VS Aktuell: Wie können wir uns die Arbeit eines Streetworkers vorstellen?

Frank Rothe: Wir suchen junge Menschen auf, die sich draußen aufhalten und unterbreiten ihnen verschiedene Angebote. Wir sprechen mit ihnen, beraten sie und helfen ihnen bspw. dabei, Gelder zu beantragen oder eine Wohnung zu suchen. Wir sind jedoch auch bei uns im Kontaktbüro in der Dresdner Straße für sie da. Hier können sie zudem einen Computer, unsere Küche, die Waschmaschine und die Duschen für wohnungslose Jugendliche nutzen oder sie unterhalten sich mit uns oder ihren Freunden, spielen Kicker oder Karten. 

 

VS Aktuell: Hat die Corona-Pandemie auch Auswirkungen auf die Sozialarbeit?

Frank Rothe: In unserer Einrichtung gilt eine Obergrenze für die Anzahl von Menschen, die Maskenpflicht sowie eine Terminvergabe für Beratungen. Von vielen Maßnahmen sind wir jedoch ausgenommen, damit wir die von uns betreuten Menschen nicht im Regen stehen lassen müssen. Schmerzlich ist jedoch, dass unser Weihnachtsessen nun schon zum zweiten Mal nicht als kleine Feier stattfinden konnte. Wir haben eine Alternative gesucht und diese mit einem Schmunzeln „Gans to go“ genannt.  Wie all die Jahre zuvor gab es auch diesmal Gänsekeule, Rotkohl und Klöße sowie eine vegetarische Alternative, nur eben zum Mitnehmen. Und ein kleines Geschenk war auch wieder mit dabei. Voriges Jahr haben sich sogar einige Kinder extra umgezogen, um unerkannt nochmals ein Geschenk erhalten zu können.
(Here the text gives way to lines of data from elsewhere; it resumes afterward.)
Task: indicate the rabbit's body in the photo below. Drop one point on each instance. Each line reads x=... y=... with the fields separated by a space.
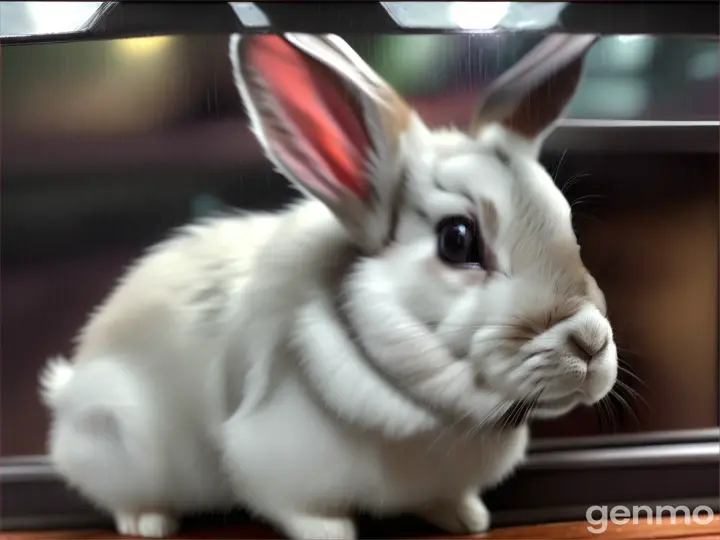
x=379 y=346
x=156 y=414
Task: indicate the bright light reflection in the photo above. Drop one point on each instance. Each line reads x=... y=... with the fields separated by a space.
x=478 y=15
x=59 y=17
x=143 y=46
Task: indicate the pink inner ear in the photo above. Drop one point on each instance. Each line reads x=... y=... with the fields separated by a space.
x=321 y=111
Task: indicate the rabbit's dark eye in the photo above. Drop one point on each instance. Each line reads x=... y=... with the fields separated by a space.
x=460 y=242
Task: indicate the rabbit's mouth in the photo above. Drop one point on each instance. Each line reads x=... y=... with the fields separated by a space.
x=522 y=411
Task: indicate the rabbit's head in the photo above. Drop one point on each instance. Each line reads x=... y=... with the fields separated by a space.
x=470 y=294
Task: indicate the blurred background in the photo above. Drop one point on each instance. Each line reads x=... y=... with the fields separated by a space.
x=107 y=145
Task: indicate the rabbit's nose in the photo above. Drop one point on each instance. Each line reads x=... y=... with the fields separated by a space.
x=586 y=349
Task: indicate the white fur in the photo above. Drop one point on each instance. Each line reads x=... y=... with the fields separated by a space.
x=218 y=372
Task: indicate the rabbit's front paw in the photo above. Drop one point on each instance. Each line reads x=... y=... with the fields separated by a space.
x=466 y=516
x=146 y=525
x=308 y=527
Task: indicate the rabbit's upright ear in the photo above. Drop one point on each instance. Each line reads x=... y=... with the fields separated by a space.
x=328 y=122
x=530 y=97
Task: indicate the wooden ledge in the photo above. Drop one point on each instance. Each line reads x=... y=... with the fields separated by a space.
x=659 y=529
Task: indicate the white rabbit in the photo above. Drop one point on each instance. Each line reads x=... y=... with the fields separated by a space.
x=378 y=347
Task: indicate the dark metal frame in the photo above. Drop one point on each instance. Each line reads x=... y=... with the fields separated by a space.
x=680 y=468
x=673 y=468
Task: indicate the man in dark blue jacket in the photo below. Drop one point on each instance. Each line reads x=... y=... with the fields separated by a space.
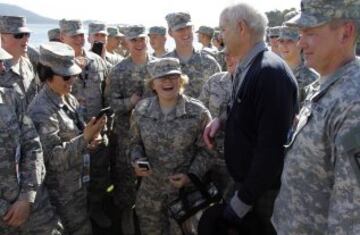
x=259 y=117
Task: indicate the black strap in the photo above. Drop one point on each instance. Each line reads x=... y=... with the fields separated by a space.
x=198 y=185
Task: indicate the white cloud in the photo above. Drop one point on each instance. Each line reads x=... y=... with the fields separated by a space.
x=147 y=12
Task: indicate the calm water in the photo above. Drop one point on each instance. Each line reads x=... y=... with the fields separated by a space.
x=39 y=35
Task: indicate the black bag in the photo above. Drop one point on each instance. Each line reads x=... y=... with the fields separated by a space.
x=191 y=201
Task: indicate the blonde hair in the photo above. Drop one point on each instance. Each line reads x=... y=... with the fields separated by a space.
x=184 y=80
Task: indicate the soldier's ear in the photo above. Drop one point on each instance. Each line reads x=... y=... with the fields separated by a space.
x=170 y=32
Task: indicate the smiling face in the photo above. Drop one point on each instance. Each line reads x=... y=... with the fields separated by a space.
x=321 y=46
x=60 y=85
x=77 y=41
x=167 y=87
x=15 y=46
x=157 y=41
x=137 y=46
x=183 y=37
x=289 y=51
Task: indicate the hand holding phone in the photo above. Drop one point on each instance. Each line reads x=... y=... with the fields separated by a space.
x=143 y=165
x=97 y=48
x=105 y=111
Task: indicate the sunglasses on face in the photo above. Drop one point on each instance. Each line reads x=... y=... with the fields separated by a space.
x=66 y=77
x=21 y=35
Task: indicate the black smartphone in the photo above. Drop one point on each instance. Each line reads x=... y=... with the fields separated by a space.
x=97 y=48
x=105 y=111
x=143 y=164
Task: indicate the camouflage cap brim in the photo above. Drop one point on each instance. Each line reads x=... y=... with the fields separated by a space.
x=180 y=26
x=4 y=55
x=77 y=32
x=101 y=32
x=72 y=70
x=143 y=35
x=174 y=71
x=303 y=20
x=23 y=30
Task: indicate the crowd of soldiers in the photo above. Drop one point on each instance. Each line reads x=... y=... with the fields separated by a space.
x=60 y=160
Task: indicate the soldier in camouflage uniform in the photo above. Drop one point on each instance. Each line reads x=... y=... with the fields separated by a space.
x=98 y=33
x=157 y=35
x=166 y=131
x=320 y=191
x=273 y=35
x=25 y=208
x=65 y=138
x=197 y=65
x=123 y=50
x=114 y=39
x=205 y=35
x=54 y=35
x=291 y=53
x=21 y=76
x=218 y=42
x=89 y=90
x=215 y=95
x=127 y=88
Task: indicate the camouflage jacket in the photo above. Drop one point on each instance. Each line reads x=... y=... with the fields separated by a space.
x=304 y=76
x=172 y=143
x=21 y=78
x=112 y=59
x=125 y=79
x=215 y=95
x=320 y=190
x=198 y=68
x=62 y=140
x=21 y=165
x=89 y=88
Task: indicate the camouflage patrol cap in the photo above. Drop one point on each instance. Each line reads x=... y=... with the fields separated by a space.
x=206 y=30
x=289 y=33
x=157 y=30
x=71 y=27
x=135 y=31
x=54 y=34
x=13 y=24
x=4 y=55
x=114 y=32
x=178 y=20
x=122 y=28
x=164 y=66
x=60 y=57
x=97 y=27
x=290 y=15
x=274 y=31
x=318 y=12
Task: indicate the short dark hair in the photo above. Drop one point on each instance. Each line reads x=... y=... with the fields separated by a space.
x=45 y=72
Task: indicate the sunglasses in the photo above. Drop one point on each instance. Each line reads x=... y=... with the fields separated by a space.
x=21 y=35
x=66 y=78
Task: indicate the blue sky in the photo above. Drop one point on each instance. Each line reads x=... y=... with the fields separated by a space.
x=147 y=12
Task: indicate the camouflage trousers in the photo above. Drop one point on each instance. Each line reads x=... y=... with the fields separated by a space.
x=73 y=212
x=124 y=180
x=42 y=219
x=99 y=174
x=151 y=209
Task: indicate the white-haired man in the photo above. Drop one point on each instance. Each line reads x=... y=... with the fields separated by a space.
x=260 y=114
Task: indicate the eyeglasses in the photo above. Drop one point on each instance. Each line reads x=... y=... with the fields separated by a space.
x=21 y=35
x=66 y=78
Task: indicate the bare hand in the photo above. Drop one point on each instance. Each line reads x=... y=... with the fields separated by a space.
x=210 y=131
x=179 y=180
x=93 y=128
x=140 y=171
x=95 y=142
x=134 y=99
x=18 y=213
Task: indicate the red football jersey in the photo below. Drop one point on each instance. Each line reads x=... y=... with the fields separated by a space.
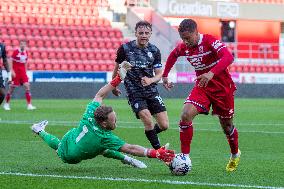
x=19 y=58
x=209 y=55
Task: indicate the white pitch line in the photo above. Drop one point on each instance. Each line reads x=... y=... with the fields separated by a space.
x=74 y=124
x=141 y=180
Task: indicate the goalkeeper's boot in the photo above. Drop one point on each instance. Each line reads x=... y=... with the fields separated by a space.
x=233 y=162
x=166 y=146
x=134 y=162
x=38 y=127
x=6 y=106
x=31 y=107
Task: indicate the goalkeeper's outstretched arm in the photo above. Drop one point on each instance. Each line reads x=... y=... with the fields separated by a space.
x=136 y=150
x=103 y=92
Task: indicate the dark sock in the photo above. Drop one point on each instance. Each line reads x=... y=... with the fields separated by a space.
x=157 y=128
x=153 y=138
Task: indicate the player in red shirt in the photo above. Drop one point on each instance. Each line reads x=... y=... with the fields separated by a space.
x=19 y=73
x=214 y=86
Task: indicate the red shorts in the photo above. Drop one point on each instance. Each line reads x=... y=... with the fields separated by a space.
x=21 y=77
x=221 y=100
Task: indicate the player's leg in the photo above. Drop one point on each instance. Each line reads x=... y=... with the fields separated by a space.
x=223 y=106
x=150 y=132
x=2 y=89
x=2 y=95
x=28 y=96
x=196 y=103
x=157 y=108
x=186 y=128
x=51 y=140
x=162 y=122
x=233 y=139
x=140 y=108
x=11 y=89
x=124 y=158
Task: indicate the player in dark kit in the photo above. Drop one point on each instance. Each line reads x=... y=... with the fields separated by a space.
x=3 y=55
x=140 y=82
x=214 y=85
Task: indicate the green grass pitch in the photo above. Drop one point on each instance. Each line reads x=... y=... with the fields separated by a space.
x=27 y=162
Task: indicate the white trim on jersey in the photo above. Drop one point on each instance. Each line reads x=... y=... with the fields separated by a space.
x=200 y=38
x=203 y=68
x=198 y=55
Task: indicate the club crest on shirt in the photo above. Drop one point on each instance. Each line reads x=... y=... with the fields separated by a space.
x=136 y=105
x=200 y=49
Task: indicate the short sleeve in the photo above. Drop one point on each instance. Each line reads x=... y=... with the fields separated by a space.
x=112 y=142
x=4 y=53
x=120 y=55
x=157 y=61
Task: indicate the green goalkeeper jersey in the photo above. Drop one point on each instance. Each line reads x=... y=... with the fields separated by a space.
x=87 y=140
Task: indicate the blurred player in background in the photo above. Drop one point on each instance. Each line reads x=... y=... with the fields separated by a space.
x=93 y=136
x=19 y=76
x=3 y=55
x=214 y=85
x=140 y=82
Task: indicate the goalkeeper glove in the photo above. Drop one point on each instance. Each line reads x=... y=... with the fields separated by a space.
x=115 y=81
x=161 y=154
x=9 y=76
x=123 y=68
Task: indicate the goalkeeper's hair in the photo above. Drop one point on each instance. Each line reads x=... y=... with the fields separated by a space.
x=187 y=25
x=143 y=24
x=101 y=113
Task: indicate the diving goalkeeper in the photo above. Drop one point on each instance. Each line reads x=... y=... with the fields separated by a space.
x=93 y=136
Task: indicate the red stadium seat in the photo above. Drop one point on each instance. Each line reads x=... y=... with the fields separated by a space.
x=71 y=44
x=80 y=67
x=72 y=67
x=31 y=66
x=55 y=43
x=51 y=55
x=48 y=66
x=87 y=44
x=79 y=44
x=64 y=66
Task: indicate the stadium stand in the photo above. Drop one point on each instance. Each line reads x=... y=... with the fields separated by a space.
x=61 y=34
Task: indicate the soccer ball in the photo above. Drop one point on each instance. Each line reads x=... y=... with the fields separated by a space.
x=180 y=165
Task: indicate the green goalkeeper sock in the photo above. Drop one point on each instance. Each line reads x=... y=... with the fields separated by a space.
x=51 y=140
x=113 y=154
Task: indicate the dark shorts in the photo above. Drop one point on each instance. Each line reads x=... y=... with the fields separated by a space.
x=21 y=77
x=153 y=102
x=1 y=80
x=221 y=101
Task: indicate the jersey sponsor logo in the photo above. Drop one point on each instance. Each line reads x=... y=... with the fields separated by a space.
x=217 y=44
x=82 y=134
x=200 y=49
x=136 y=105
x=159 y=98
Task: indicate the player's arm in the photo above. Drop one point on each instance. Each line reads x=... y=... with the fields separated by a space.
x=157 y=69
x=105 y=90
x=171 y=60
x=120 y=57
x=7 y=64
x=136 y=150
x=225 y=59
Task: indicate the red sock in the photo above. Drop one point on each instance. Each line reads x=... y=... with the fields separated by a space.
x=28 y=97
x=8 y=97
x=233 y=140
x=185 y=135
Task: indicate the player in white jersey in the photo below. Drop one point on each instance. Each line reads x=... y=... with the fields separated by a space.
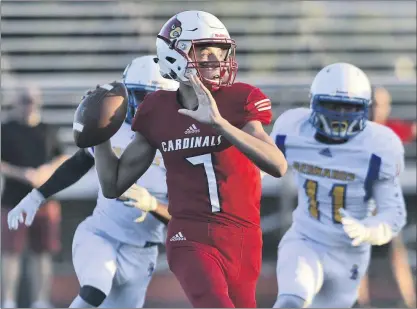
x=115 y=249
x=340 y=160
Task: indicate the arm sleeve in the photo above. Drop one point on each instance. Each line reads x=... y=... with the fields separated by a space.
x=258 y=107
x=390 y=205
x=386 y=190
x=142 y=121
x=68 y=173
x=56 y=145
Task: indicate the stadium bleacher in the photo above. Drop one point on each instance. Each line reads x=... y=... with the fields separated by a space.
x=68 y=47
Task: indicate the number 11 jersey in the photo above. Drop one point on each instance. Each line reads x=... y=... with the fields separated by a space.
x=208 y=178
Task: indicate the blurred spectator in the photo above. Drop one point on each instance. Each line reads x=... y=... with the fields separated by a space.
x=30 y=153
x=398 y=252
x=381 y=110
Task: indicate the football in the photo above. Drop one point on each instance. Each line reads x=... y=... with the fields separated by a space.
x=100 y=114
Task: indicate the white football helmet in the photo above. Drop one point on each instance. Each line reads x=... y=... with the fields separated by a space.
x=142 y=76
x=340 y=96
x=178 y=38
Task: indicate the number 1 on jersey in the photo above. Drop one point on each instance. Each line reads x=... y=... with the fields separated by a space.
x=211 y=178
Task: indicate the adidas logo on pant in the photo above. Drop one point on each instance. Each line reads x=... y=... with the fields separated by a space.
x=178 y=237
x=192 y=129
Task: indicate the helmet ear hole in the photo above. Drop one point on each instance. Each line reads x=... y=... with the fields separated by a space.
x=171 y=60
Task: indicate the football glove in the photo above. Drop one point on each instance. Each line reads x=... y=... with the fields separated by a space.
x=360 y=232
x=29 y=205
x=140 y=198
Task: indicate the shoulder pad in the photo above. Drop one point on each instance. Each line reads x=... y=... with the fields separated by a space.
x=387 y=145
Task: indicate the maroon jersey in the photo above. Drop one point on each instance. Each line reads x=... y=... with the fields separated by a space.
x=208 y=178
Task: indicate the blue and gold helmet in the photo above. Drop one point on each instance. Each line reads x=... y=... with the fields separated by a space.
x=142 y=76
x=340 y=97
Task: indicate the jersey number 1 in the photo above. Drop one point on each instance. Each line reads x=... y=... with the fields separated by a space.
x=337 y=193
x=211 y=178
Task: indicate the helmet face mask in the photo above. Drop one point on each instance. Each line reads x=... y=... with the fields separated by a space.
x=338 y=117
x=340 y=97
x=181 y=39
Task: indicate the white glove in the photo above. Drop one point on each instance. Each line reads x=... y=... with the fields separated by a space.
x=360 y=233
x=29 y=205
x=140 y=198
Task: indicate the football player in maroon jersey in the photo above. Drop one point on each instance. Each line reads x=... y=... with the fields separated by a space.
x=211 y=137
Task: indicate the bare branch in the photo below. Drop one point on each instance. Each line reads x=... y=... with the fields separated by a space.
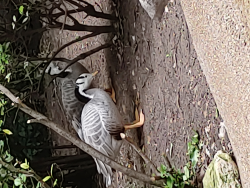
x=76 y=141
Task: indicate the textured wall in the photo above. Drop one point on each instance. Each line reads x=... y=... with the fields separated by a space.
x=221 y=39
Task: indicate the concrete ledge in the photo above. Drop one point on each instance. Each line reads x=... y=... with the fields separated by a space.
x=221 y=38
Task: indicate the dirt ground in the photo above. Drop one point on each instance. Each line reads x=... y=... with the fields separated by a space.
x=157 y=60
Andreas Wolf-Kather:  Schade, dass die Feier erneut ausfallen musste und daher wieder kein Weihnachtsmann da war. Hoffentlich können wir nächstes Jahr wieder in größerer Runde feiern. Dann schlüpfe ich gerne wie gewohnt in die Rolle des Weihnachtsmanns. Ich erinnere mich noch, wie ich als damaliger Sonnenberger unter den Jugendlichen meine Nachbarn entdeckte. Diese hatten es schon das eine oder andere Mal geschafft, mir meine Feierabendruhe durch ihre Lautstärke zu vermiesen. Ich werde ihre verdutzten Gesichter nicht vergessen, als der Bärtige offenbar Hintergrundwissen hatte und sie eindringlich mahnte, mehr Rücksicht auf ihre Nachbarn zu nehmen.

 

VS Aktuell: Das Weihnachtsessen ist nicht das einzige gemeinsame Projekt. Zum 65. Jahrestag der Volkssolidarität gab es das Projekt „Annäherungen“. Was war das?

Andreas Wolf-Kather: Ältere Menschen haben jüngeren einen Einblick in ihr Leben gewährt, so kann das vielleicht gesagt werden. Die Jugendlichen haben mit einigen von unseren Mitgliedern gesprochen und sich dabei viel aus ihrem Leben erzählen lassen. Mit Anleitung eines Fotografen sind dabei beeindruckende Porträts bestehend aus Text und Fotos entstanden, die wir dann in einer Ausstellung und einer Broschüre präsentiert haben. Die porträtierten Mitglieder haben mir gesagt, dass das eine sehr schöne Erfahrung gewesen sei.

 

VS Aktuell: Wird es weitere gemeinsame Projekte geben?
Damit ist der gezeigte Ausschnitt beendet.